Ini mengenai masjid yang di bangun di atas tanah wakaf, padahal ada masjid yang didirikan di tanah-tanah yang bukan wakaf, masjid seperti ini biasanya milik perorangan atau pribadi. Masjid yang di bangun diatas tanah wakaf memiliki persyaratan bahwa Si pewakaf (wakif) tanah harus seorang muslim. Hal ini yang menjadi inti permasalahan dalam bahasan ini agar permasalahan pendirian bangunan sebuah masjid tidak menimbulkan konflik di kemudian hari. Dan harus dicatat bahwa wakaf itu tergantung syarat yang ditentukan oleh wakif nya, oleh karena itulah ketentuan seperti di atas tadi diadakan. Kita sekarang juga di hadapkan pada masalah yang mungkin perlu dicarikan jawabannya, masalah tersebut mengenal waqaf yang dilakukan oleh lembaga. Hal ini masih menjadi pertanyaan pada literatur kitab-kitab klasik dalam mengenai boleh atau tidaknya wakaf oleh sebuah lembaga (bukan individu). Dalam bahasan ini juga dibicarakan tentang sah tidaknya wakaf yang dilakukan oleh orang non-muslim, sementara pendapat yang berkembang menyatakan bahwa hal tersebut tidak sah. Seharusnya hal ini perlu di bicarakan bersama di lingkungan umat kita.
(wa’an takuna al-ardlu… walau bistro’in fasidin fi kafirin)
Untuk melengkapi pembahasan dalam bab ini perlu dijelaskan juga hubungan antara non-muslim dan orang muslim, misalnya ada seorang muslim yang tinggal di Negara yang dulunya merupakan wilayah negara Islam itu bagaimana hukumnya? Dalam mu’tamar NU tahun 1935 M di Banjarmasin yaitu non-muslim tadi tetap mempunyai hak-haknya.

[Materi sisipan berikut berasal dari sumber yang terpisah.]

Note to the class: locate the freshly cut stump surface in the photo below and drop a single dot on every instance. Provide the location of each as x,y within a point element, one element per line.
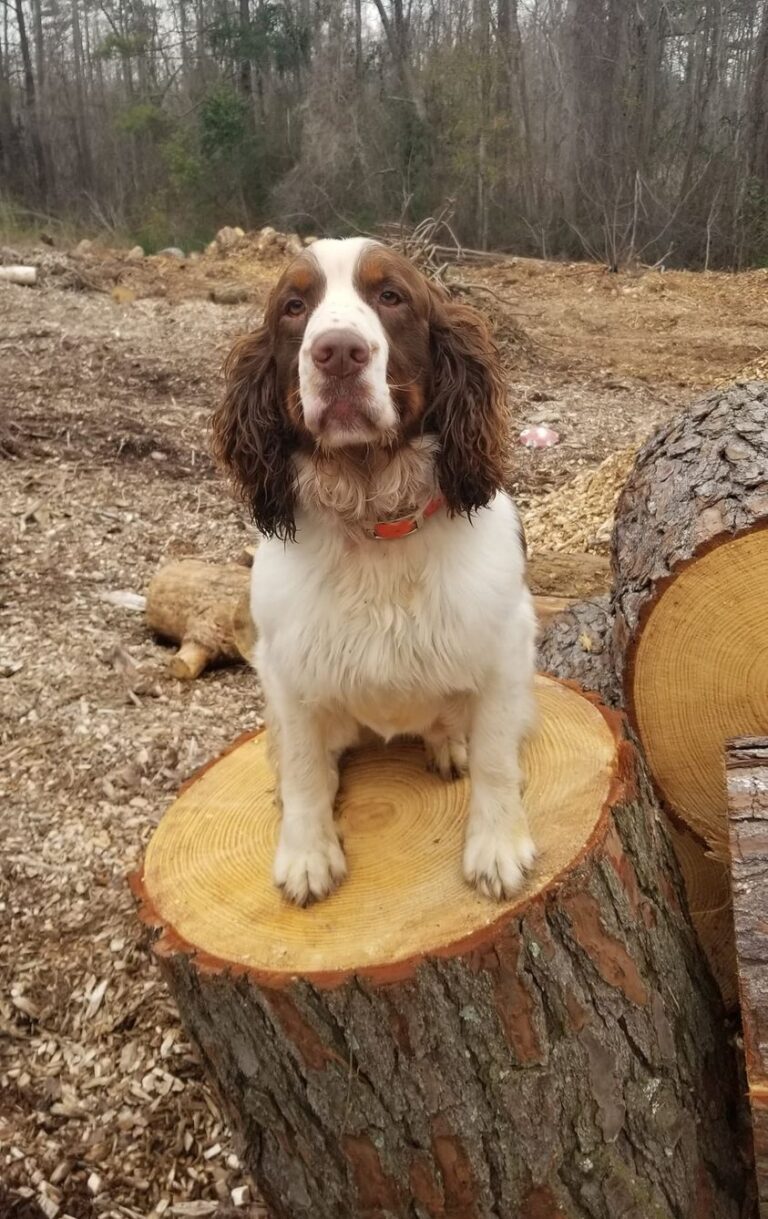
<point>408,1050</point>
<point>209,867</point>
<point>690,638</point>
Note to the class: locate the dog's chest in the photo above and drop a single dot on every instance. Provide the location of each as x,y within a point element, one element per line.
<point>391,619</point>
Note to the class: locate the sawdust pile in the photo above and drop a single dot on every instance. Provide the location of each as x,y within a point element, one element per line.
<point>578,516</point>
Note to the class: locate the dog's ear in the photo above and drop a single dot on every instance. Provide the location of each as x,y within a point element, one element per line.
<point>252,438</point>
<point>468,407</point>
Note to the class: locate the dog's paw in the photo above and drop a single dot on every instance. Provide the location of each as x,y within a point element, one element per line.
<point>310,872</point>
<point>448,758</point>
<point>496,862</point>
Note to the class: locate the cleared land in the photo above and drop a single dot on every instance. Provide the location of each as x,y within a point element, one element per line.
<point>110,369</point>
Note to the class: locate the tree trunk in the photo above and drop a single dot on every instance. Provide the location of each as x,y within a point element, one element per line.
<point>31,105</point>
<point>576,646</point>
<point>83,134</point>
<point>690,557</point>
<point>406,1048</point>
<point>746,767</point>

Jadi jangan mentang-mentang non-muslim kemudian kita sebagai warga muslim memakai dengan semaunya sendiri, katakanlah bahwa ungkapan tadı itu adalah pada saat dimana milik orang-orang kafir itu harus kita hormati.
(fahoroja ‘anil muslim…id la yajuzu lahu ihya’u mawat islam..).
Disini ada ketentuan bahwa kekuasaan muslim ada sendiri dan kekuasaan non muslim juga ada sendiri, kekuasaan di sini artinya kepemilikan, orang-orang kafir itu tidak ada jaminan bahwa dia boleh melakukan transaksi atau membuat sesuatu di tengah-tengah orang muslim, inilah yang menjadi masalah karenanya disini di persoalkan di anggap tidak boleh ada masjid di atas tanah yang tidak di miliki oleh kaum muslimin, Jadi kalau konteks di Indonesia itu lain, karena Indonesia hampir seluruhnya itu dimiliki oleh kaum muslimin.